Мой мозг, должно быть, ощущал комфорт, когда у меня случались спайки, что в мой первый год послал мне маленький подарок: новый вид разрушающего спайка. Я сидел в классе и обратил внимание на то, что мой язык трется прямо напротив верхних зубов. Это немного отличалось от моих остальных спайков. Они не были спайком «скажи себе, что я не мог что-то делать и не могу», но производили одинаково разрушительные эффекты. Я не мог отвлечься от моего языка, который терся напротив зубов. Это было даже более разрушительно, потому что не имело значение, насколько я пьян, я всегда мог чувствовать свой язык, трущийся напротив зубов. Я стал более депрессивным, чем когда-либо. Каждый раз, когда я хотел побыть непосредственно самим собою, мой мозг нападал на меня другим, более мощным способом. Я стал пить больше, время от времени находясь на грани отравления алкоголем, начал курить, стал более одиноким. Впервые в жизни я был готов уйти: уйти из жизни. Я начал размышлять о самоубийстве и о том, как это сделать. Только по одной причине я не сделал этого: я был очень близок с родителями и знал, что бы это сделало с ними. Моей жизнью было 24 часа страха в день. Впервые я подумал о том, чтобы рассказать родителям о своих мыслях, но я не сделал этого, потому что подумал о том, что они начнут стыдиться меня или винить себя. Я корпел над собой, и над тем, что мне нужно, чтобы выживать каждый день. Я даже начал исследование нескольких вещей. Я изучал свои верхние зубы, чтобы объяснить свой самый последний спайк. Я пытался понять, останутся ли со мной спайки в случае амнезии. Я хотел стереть все из моего мозга и забыть, что я мог с собой сделать. Но такого не получилось. Я помню, я съезжал с дороги, в надежде что кто-нибудь столкнется со мной; не убьет меня, только достаточно повредит, чтобы у меня была амнезия. Это были самые черные дни, какие у меня только были.

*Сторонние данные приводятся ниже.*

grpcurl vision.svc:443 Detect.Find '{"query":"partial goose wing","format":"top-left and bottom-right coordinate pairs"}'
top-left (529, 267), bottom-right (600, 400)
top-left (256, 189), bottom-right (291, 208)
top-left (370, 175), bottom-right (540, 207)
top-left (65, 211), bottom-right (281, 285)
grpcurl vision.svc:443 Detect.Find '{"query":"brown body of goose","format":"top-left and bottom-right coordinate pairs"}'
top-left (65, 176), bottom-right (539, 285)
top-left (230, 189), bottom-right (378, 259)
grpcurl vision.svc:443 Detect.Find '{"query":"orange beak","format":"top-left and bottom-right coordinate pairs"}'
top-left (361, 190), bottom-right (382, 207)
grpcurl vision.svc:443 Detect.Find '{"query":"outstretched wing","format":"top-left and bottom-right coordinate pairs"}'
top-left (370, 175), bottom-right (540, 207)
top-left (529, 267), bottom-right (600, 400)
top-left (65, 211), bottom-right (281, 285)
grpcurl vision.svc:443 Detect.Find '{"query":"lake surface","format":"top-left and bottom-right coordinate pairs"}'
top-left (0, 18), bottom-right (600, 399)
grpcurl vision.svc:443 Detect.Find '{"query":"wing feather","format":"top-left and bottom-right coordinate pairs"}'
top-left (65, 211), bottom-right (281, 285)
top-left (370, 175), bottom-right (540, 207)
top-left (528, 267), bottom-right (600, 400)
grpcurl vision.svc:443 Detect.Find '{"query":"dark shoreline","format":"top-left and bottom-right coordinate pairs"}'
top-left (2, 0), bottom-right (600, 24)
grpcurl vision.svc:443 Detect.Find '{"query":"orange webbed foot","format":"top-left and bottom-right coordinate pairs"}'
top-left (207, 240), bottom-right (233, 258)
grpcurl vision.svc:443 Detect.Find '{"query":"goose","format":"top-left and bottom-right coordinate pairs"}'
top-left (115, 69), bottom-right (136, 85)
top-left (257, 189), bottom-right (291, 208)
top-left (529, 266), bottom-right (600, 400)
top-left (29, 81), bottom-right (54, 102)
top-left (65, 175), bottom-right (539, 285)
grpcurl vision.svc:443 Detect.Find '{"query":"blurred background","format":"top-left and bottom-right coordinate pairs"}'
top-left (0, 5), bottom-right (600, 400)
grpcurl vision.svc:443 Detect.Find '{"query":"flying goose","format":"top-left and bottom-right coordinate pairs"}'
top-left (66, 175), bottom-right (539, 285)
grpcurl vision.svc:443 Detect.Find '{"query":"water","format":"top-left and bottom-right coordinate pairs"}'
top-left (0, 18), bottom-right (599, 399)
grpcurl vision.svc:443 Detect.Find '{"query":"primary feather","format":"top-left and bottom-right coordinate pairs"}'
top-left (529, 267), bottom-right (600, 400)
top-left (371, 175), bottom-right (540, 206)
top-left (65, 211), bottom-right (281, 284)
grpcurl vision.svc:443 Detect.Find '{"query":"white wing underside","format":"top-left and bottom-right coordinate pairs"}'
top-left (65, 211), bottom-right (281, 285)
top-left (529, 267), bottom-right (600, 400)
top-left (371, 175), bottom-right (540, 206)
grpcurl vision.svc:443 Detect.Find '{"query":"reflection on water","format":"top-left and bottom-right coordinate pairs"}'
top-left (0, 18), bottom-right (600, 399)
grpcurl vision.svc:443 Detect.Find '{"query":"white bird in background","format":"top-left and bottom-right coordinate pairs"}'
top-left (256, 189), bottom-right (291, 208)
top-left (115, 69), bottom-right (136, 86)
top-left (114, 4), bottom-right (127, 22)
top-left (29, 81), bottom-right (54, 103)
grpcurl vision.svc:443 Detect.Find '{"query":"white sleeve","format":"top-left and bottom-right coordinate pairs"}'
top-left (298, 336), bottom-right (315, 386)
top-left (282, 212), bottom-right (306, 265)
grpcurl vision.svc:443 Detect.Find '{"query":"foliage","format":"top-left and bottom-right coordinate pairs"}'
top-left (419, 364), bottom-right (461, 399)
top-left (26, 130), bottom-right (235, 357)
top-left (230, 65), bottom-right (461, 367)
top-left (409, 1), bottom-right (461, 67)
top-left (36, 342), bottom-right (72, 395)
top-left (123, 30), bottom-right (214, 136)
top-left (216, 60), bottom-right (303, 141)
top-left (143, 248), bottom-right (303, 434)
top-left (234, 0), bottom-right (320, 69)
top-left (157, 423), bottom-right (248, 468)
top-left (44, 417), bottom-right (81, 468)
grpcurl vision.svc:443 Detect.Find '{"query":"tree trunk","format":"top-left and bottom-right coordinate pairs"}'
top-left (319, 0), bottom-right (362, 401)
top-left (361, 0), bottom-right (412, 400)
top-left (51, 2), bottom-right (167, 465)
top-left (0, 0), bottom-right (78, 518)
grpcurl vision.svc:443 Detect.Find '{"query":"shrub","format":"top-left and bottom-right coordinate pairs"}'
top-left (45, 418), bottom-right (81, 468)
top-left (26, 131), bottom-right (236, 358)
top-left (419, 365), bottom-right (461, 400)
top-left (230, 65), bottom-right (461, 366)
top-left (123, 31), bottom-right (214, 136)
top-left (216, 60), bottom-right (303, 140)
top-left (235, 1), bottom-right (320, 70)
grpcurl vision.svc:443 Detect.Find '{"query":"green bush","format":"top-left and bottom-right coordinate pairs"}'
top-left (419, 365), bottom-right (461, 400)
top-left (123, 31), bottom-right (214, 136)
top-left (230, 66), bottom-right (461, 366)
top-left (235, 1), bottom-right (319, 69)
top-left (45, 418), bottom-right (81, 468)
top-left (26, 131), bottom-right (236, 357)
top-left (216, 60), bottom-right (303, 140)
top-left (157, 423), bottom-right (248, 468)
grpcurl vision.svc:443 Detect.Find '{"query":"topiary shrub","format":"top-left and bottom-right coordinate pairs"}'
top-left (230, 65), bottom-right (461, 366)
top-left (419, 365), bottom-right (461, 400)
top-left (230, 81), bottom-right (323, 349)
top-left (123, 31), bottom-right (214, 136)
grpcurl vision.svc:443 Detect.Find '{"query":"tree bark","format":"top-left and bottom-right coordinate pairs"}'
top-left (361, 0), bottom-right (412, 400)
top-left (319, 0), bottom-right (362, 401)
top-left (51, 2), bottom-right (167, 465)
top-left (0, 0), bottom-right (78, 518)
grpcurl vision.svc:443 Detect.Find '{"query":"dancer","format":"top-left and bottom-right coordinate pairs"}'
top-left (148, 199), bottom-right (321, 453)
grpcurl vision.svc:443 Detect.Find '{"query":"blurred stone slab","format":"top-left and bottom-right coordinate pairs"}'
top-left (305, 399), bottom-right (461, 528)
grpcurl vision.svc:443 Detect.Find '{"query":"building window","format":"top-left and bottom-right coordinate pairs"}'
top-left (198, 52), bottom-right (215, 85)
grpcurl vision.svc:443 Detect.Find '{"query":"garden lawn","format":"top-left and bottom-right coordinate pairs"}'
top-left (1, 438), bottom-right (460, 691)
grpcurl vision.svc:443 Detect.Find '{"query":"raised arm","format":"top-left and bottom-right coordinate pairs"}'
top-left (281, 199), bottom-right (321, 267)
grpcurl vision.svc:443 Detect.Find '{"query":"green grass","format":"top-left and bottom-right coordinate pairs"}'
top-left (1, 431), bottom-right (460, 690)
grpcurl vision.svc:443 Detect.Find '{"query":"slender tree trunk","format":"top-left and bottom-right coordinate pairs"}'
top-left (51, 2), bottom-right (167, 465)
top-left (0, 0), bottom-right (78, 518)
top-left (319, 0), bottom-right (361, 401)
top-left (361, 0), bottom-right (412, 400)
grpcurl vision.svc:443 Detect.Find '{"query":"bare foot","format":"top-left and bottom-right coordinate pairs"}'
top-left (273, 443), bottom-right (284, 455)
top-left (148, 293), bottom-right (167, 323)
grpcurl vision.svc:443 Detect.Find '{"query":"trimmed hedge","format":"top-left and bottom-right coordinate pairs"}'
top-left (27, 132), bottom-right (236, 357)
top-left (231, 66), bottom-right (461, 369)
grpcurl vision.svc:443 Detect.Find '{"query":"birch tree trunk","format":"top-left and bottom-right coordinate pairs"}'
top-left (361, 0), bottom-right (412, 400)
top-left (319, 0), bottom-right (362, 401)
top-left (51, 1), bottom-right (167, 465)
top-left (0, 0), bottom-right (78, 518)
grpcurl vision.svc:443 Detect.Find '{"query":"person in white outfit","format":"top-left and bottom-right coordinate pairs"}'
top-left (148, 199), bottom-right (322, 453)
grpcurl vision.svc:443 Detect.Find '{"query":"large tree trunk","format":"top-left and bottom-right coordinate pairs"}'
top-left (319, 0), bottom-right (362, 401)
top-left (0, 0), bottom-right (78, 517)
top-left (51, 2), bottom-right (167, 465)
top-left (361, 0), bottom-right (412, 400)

Мои последние два года в колледже не были хорошими. Отходя от моих новых спайков, выпивка начала вовлекать меня. После повторных препирательств с братьями из моего братства, они исключили меня. Все препирательства случались, когда я был пьян. Так или иначе, я был способен продолжать получать выдающиеся оценки и раньше закончить половину семестра. 2 ночи до этого я шел домой, напивался и в сотый раз ездил. На сей раз я бросил два очка. Меня арестовали за вождение в нетрезвом состоянии. Когда меня вытащили из тюрьмы и отправили домой, я понял, что это нарушение стоило мне стипендии. Материально это не имело значения. Я бы так или иначе учился. Как вы знаете, я был очень горд этой стипендией, сейчас же мне запрещалась любая деятельность, связанная с этой программой в будущем. Я знал, что мне грозит катастрофа, и, наконец, это случилось. Но казалось что пьянство это единственный выход, который прогонит мои спайки. Я не думал, что я алкоголик, хотя мог понять, почему так считают другие. Я выпивал только тогда, когда мне нужно было выступить публично, и я не мог справиться с моими спайками сам. В остальное время я не пил. Цель у моего пьянства была одна: раздавить мысли. Но это тема для другого разговора.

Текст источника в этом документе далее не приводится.